In a study published in N Engl J Med 2009, Leon Speroff, MD and Wendy Y. Chen, MD, MPH analyzed the results of the WHI randomized clinical trial—in which one study group received 0.625 mg of conjugated equine estrogens plus 2.5 mg of medroxyprogesterone acetate daily and another group received placebo—and examined temporal trends in breast-cancer diagnoses in the WHI observational-study cohort. Risk factors for breast cancer, frequency of mammography, and time-specific incidence of breast cancer were assessed in relation to combined hormone use.
RESULTS: In the clinical trial, there were fewer breast-cancer diagnoses in the group receiving estrogen plus progestin than in the placebo group in the initial 2 years of the study, but the number of diagnoses increased over the course of the 5.6-year intervention period. The elevated risk decreased rapidly after both groups stopped taking the study pills, despite a similar frequency of mammography. In the observational study, the incidence of breast cancer was initially about two times as high in the group receiving menopausal hormones as in the placebo group, but this difference in incidence decreased rapidly in about 2 years, coinciding with year-to-year reductions in combined hormone use. During this period, differences in the frequency of mammography between the two groups were unchanged.
The authors concluded that increased risk of breast cancer associated with the use of estrogen plus progestin declined markedly soon after discontinuation of combined hormone therapy and was unrelated to changes in frequency of mammography.
This report from the WHI is not the first about the change in breast cancer prevalence that occurred after the initial WHI publications in 2002, but it is of value because it documents that the change cannot be attributed solely to a decrease in the use of mammography.
The WHI recently updated results on breast cancer risk after discontinuation of the combination EPT arm. Overall results were published for the post-intervention phase in 2008. With mean follow-up of 2.4 years for this phase, a nonsignificant increased risk of breast cancer was still observed (HR, 1.27; 95% CI, 0.91-1.78), with a possible downward trend in cancer risk with follow-up.

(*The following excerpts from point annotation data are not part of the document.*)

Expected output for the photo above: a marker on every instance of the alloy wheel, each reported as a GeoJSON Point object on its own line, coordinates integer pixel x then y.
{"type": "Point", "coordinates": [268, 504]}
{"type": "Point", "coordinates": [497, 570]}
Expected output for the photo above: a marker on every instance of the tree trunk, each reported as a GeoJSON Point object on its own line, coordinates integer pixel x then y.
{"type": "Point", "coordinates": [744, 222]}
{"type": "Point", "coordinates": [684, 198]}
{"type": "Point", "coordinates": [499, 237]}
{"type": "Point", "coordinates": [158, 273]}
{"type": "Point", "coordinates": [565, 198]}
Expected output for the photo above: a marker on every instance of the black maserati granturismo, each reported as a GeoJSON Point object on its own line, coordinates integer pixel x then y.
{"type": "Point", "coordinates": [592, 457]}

This newest report is a more detailed analysis on breast cancer outcomes and also drew data from the observational cohort of the WHI. HRs for 6-month time intervals were calculated for both the intervention and nonintervention phase of the clinical trial. In an intention-to-treat analysis, there was no difference in the slopes of the HRs over time comparing the intervention and post-intervention phases (P = 0.28). However, after adjusting for adherence by censoring nonadherent subjects, there was a statistically significant difference in the slopes with HRs increasing over time for women using EPT, but declining after discontinuation (P = 0.005). Although breast cancer cases appeared to decline more in the intervention arm compared to placebo, mammography rates were similar in both arms. During the post-intervention phase, both breast biopsies and mammograms with abnormalities were more common in the EPT arm compared to placebo. Similar results for breast cancer incidence rates were seen using the observational data, although mammography rates were higher among women who used HT compared to those who did not.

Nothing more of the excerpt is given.